According to “The New Food Pyramid and Child Nutrition,” by Vincent Iannelli, M.D.,:
“…your daily calorie requirements… can range from the 1000 calorie level of a two year old toddler to the 3200 calorie level of a very active eighteen year old teenage boy.”
So, in a way, it’s good that KFC is pitching the Snack Box at teenage boys. Not only are they the ones too lazy to cook a chicken breast if it miraculously sprang into their hand and the pan sprang onto the miraculously lighted stove, but they seem to have the highest calorie requirement.
More room for error!
Still, not room enough.
The Snack Box contains a piece of chicken plus chips. If I check the nutrition page at kfc.co.uk, I find that one piece of “Original recipe chicken” contains 267 Kcals.
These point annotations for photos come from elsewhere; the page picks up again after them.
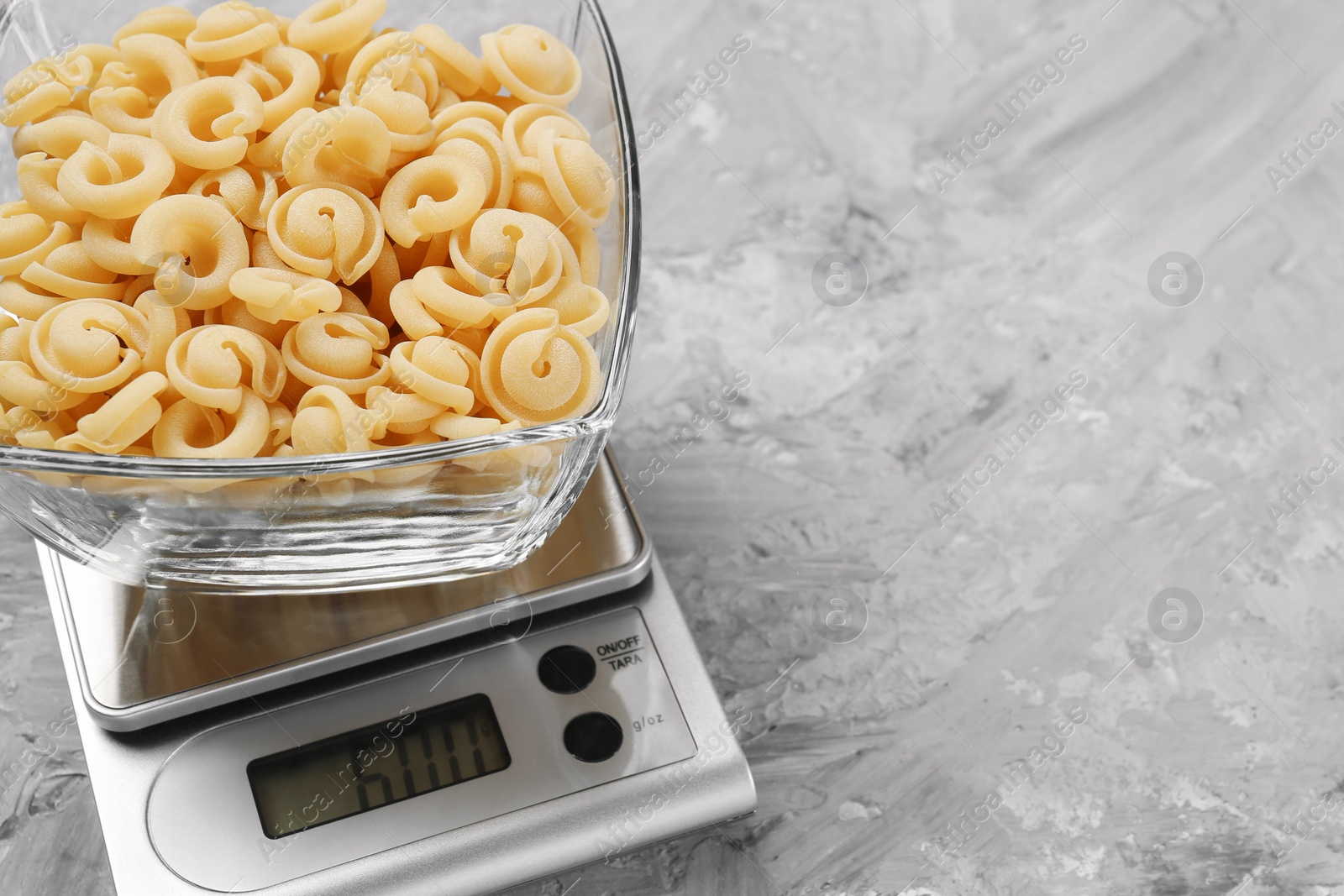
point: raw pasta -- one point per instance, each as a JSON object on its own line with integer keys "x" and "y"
{"x": 326, "y": 228}
{"x": 331, "y": 26}
{"x": 535, "y": 369}
{"x": 233, "y": 29}
{"x": 338, "y": 349}
{"x": 275, "y": 296}
{"x": 244, "y": 235}
{"x": 208, "y": 364}
{"x": 226, "y": 109}
{"x": 429, "y": 196}
{"x": 533, "y": 65}
{"x": 195, "y": 242}
{"x": 120, "y": 181}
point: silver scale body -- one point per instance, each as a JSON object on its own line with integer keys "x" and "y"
{"x": 168, "y": 741}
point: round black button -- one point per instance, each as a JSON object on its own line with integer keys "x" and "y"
{"x": 595, "y": 736}
{"x": 566, "y": 669}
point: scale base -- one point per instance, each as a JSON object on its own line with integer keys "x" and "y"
{"x": 589, "y": 824}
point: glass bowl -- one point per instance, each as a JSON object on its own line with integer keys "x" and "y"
{"x": 339, "y": 521}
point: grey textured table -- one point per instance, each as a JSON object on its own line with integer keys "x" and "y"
{"x": 934, "y": 754}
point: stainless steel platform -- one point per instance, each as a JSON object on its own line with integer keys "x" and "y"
{"x": 143, "y": 658}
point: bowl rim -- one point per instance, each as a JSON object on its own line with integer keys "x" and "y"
{"x": 600, "y": 418}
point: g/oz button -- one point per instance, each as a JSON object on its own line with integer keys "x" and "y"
{"x": 595, "y": 736}
{"x": 566, "y": 669}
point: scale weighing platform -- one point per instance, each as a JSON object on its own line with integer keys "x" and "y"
{"x": 447, "y": 739}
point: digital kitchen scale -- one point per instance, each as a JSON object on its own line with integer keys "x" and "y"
{"x": 447, "y": 739}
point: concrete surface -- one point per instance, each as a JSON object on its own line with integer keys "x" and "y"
{"x": 1011, "y": 624}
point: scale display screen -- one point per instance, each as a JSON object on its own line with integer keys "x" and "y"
{"x": 414, "y": 754}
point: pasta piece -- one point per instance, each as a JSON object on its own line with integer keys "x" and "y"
{"x": 349, "y": 147}
{"x": 264, "y": 254}
{"x": 510, "y": 253}
{"x": 281, "y": 425}
{"x": 194, "y": 241}
{"x": 118, "y": 181}
{"x": 207, "y": 125}
{"x": 275, "y": 296}
{"x": 234, "y": 313}
{"x": 402, "y": 412}
{"x": 326, "y": 228}
{"x": 27, "y": 237}
{"x": 433, "y": 195}
{"x": 286, "y": 80}
{"x": 375, "y": 288}
{"x": 537, "y": 371}
{"x": 45, "y": 86}
{"x": 459, "y": 426}
{"x": 121, "y": 421}
{"x": 230, "y": 31}
{"x": 459, "y": 67}
{"x": 449, "y": 116}
{"x": 165, "y": 325}
{"x": 71, "y": 273}
{"x": 428, "y": 254}
{"x": 523, "y": 129}
{"x": 589, "y": 251}
{"x": 533, "y": 196}
{"x": 125, "y": 110}
{"x": 333, "y": 26}
{"x": 19, "y": 383}
{"x": 38, "y": 184}
{"x": 475, "y": 140}
{"x": 407, "y": 116}
{"x": 190, "y": 430}
{"x": 387, "y": 56}
{"x": 338, "y": 349}
{"x": 24, "y": 429}
{"x": 438, "y": 369}
{"x": 60, "y": 137}
{"x": 108, "y": 244}
{"x": 89, "y": 345}
{"x": 213, "y": 367}
{"x": 171, "y": 22}
{"x": 245, "y": 191}
{"x": 24, "y": 301}
{"x": 438, "y": 298}
{"x": 159, "y": 63}
{"x": 578, "y": 179}
{"x": 269, "y": 152}
{"x": 581, "y": 307}
{"x": 423, "y": 83}
{"x": 328, "y": 422}
{"x": 533, "y": 63}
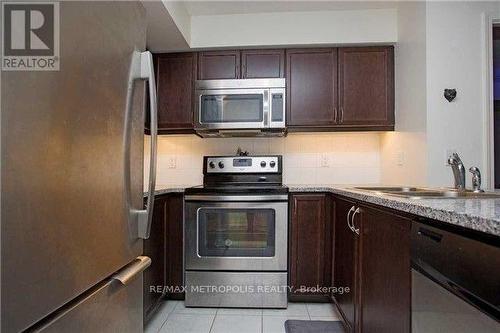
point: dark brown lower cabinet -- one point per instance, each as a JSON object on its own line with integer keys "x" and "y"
{"x": 310, "y": 246}
{"x": 384, "y": 272}
{"x": 174, "y": 273}
{"x": 372, "y": 258}
{"x": 154, "y": 247}
{"x": 344, "y": 264}
{"x": 165, "y": 248}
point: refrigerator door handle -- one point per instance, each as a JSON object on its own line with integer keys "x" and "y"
{"x": 143, "y": 69}
{"x": 127, "y": 273}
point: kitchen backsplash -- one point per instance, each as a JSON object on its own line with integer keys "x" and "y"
{"x": 326, "y": 158}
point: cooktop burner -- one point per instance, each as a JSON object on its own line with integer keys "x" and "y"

267 000 calories? That can’t be right!
Switching to the Australian KFC site, I find that one piece of chicken is 943 kilojoules, or 225 calories.
Phew, that was close. Someone needs to mention shonky maths to KFC in the UK… or is it that nobody there has even looked at the nutritional information?
Back to the Snack Box, the fries component adds another 1296 kj, or 310 calories.
Well, so what? Added together, the chicken and fries are only 535 calories; plenty of room for that in the 3200 calorie diet of an active teenage male. A mere one sixth!
Emo In Many-Buckled Boots and his friends could eat SIX Snack Boxes!
But I’m afraid (as mentioned by Louie from Climate Forum on the Health Bars post) no more than 30% of anyone’s calories should come from fat.
That’s 93g of fat in total for our teenage boys.
The Snack Box, tasty as it might be, delivers 42.8g of fat, or almost half the daily amount of fat.
Sorry, Emo In Many-Buckled Boots. Only two Snack Boxes for you after all.
And here’s another problem. Adolescents require 1200 to 1500mg of calcium each day. There’s hardly any calcium in potatoes, and a piece of chicken will only provide 2% of that daily requirement.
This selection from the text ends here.